Talking about get method in Sail::Setting model
def self.get(name)
Sail.instrumenter.increment_usage_of(name)
setting = Setting.for_value_by_name(name).first
return if setting.nil?
if setting.should_not_cache?
setting.safe_cast
else
Rails.cache.fetch("setting_get_#{name}", expires_in: Sail.configuration.cache_life_span) do
setting.safe_cast
end
end
end
Doesn't this defeat purpose of caching?
Thank you for an awesome gem and sorry if this is a stupid question and I just miss something :)
Hello! Thanks for the love, I have a lot of fun maintaining it. It is not stupid at all! In fact, you caught a bug and I owe you the effort of looking into the code.
What happened was actually the following: initially, Sail would just use Rails.cache.fetch
and return the value based on the name straight away. However, some setting types cannot be cached (e.g.: the AB test type needs to randomly return true or false every time it is invoked, so caching would break it).
In an attempt to fix this, I accidentally broke the cache. We need to refactor this part of the code to do the following steps:
- First read from cache based on name if the setting has already been cached
- If it is cached, return straight away
- If not, query the setting and check if it should be cached or not
- If it should be cached, write to the cache and return
- If it shouldn't, just return the value
I think that would be the right approach. Let me know if you have other ideas on how to fix it. Also, let me know if you actually want to put a pull request together for it.
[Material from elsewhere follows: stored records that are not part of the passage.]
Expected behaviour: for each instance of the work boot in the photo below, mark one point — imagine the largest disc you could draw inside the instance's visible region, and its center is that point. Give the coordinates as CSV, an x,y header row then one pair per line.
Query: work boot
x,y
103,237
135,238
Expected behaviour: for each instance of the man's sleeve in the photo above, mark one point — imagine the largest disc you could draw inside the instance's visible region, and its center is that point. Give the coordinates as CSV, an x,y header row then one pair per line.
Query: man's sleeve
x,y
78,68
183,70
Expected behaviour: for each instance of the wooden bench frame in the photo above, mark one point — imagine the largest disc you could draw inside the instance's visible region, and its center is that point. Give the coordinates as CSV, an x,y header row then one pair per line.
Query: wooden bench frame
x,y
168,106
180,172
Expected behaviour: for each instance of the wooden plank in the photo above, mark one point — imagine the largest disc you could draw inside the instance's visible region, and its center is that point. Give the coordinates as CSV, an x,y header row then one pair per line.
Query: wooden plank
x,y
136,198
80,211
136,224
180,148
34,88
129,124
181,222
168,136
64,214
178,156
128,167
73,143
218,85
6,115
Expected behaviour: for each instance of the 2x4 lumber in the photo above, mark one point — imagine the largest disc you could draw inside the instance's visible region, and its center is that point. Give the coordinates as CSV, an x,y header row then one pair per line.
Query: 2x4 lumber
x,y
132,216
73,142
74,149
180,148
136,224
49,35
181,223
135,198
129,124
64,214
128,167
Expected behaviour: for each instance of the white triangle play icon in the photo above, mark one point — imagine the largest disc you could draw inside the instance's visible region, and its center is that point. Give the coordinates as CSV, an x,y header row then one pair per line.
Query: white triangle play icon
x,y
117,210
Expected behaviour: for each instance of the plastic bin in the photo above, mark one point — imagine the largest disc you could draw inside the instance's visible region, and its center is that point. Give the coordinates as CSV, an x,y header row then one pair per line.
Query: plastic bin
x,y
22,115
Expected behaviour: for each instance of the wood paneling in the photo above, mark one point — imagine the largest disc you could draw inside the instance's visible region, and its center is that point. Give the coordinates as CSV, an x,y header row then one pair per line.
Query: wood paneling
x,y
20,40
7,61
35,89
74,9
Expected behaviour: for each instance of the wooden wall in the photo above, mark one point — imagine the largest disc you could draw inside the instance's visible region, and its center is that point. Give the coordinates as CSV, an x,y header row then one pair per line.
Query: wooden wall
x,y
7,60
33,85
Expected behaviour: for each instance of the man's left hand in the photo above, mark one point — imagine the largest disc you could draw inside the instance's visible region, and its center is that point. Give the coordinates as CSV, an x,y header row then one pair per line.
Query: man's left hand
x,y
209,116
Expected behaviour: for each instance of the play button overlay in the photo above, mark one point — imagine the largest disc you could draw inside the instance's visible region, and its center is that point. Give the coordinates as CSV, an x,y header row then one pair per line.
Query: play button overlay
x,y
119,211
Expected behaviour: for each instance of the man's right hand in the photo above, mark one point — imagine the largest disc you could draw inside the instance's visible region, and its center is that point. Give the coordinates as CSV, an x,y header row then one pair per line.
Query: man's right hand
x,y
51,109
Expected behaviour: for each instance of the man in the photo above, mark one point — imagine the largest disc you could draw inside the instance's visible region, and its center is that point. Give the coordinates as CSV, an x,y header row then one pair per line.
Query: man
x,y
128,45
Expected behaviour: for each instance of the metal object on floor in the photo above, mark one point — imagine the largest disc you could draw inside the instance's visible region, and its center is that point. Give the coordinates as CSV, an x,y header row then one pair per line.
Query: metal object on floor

Hi, it was just such an obvious bug that I thought that I don't fully understand something, was just surprised that this gem has 10000 downloads already and no one noticed this yet. I'm totally up for making a fix somewhere on this week and my thoughts on how to fix this exactly match yours. This will be my first contribution to OS (yay!), and I'm not quite familiar with how to do this properly. If we talk about this case in particular, I understand that the steps would be:
- Clone the project
- Fix the bug
- Run the tests
- Open pull request
Is there something else I should consider?
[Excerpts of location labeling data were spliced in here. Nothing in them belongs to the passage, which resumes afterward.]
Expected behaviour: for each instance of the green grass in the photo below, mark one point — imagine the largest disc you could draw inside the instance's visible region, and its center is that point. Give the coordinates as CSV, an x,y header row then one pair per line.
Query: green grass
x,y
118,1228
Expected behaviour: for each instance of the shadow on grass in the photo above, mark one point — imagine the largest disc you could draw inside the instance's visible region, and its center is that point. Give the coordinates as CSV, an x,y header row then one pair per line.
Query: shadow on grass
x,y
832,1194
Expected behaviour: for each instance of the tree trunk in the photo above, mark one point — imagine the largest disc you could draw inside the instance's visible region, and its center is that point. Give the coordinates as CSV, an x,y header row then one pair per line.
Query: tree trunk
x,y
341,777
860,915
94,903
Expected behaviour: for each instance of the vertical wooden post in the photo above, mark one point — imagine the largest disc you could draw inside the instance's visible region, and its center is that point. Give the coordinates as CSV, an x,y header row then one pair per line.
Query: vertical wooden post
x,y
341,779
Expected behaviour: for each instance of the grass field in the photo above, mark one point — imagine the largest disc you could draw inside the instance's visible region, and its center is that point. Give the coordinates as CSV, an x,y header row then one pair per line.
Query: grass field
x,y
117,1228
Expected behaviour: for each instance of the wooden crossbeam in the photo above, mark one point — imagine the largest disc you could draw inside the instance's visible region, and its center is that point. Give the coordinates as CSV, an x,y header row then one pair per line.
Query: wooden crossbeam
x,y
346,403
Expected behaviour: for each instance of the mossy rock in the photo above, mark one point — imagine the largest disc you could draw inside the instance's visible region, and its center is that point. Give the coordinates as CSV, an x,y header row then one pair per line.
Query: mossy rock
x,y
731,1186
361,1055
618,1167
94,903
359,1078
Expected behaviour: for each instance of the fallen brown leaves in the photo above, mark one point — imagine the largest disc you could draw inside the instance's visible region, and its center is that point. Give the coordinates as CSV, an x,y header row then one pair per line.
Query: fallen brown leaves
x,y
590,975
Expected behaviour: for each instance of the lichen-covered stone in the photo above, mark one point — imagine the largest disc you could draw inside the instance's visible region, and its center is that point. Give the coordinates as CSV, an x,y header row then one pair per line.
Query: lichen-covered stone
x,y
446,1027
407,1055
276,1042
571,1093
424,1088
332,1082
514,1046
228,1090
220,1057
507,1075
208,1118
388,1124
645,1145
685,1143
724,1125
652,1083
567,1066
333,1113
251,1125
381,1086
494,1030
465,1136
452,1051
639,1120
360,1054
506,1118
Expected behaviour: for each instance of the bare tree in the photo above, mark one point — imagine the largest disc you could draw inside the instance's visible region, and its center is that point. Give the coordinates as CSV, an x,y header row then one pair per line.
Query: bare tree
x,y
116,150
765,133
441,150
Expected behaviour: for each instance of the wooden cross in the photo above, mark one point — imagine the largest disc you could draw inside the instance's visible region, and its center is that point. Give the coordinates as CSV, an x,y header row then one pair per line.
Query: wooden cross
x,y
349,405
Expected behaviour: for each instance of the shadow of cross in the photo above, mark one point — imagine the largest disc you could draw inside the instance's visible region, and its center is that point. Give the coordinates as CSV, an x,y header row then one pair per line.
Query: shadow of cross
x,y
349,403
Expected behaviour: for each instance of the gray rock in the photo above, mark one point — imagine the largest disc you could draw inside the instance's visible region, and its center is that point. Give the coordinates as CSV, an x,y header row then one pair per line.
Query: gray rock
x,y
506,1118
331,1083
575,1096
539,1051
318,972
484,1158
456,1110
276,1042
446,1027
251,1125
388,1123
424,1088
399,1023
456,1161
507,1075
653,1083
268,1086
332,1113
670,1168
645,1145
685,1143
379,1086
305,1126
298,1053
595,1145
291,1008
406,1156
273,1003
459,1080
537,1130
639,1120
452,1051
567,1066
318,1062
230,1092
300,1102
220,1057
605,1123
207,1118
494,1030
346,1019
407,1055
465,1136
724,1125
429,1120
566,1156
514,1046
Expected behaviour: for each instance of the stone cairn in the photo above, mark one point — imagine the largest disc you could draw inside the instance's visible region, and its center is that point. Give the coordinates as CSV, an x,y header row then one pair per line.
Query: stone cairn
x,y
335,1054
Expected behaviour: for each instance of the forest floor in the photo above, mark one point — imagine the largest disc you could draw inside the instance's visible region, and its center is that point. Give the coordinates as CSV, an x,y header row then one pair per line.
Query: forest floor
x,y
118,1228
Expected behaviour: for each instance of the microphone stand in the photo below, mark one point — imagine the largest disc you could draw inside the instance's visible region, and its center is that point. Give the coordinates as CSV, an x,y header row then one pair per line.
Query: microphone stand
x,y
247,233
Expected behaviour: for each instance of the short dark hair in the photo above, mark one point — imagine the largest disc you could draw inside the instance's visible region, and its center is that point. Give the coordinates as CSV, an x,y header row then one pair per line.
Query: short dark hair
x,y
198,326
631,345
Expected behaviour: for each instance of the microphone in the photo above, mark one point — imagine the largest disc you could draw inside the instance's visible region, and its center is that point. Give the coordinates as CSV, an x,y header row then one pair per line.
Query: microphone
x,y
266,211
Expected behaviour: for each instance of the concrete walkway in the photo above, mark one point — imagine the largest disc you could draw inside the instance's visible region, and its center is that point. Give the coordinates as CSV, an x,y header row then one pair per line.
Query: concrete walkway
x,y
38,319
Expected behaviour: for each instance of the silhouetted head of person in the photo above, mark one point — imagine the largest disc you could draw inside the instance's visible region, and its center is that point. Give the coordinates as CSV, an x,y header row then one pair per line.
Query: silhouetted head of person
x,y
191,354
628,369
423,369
It is a simple bug, but you would be impressed on how hard it is to find contributors. Or even just people willing to give feedback about the project.
Here's how you would go about setting up your local environment:
- Fork the project (click fork on Sail's homepage)
- Clone your fork to your local machine
- Add the original repository as another remote source so that you can keep your fork up to date
git remote add sail git@github.com:vinistock/sail.git
(this is ssh, switch to https if desired)
Now if you rungit remote -v
, you should see bothorigin
pointing to your fork andsail
pointing to the original repo.
It is good practice to set this up, because then you can easily update your fork by using the following:
git fetch sail && git rebase sail/master
- Create a branch, fix the bug and run tests
- Push your branch to your local fork
git push origin my_branch
- Visit Sail's homepage and there should be a button prompting you to open a pull request
All done! Let me know if you have any other questions. If you're in doubt, just open the PR and we can collaborate on it.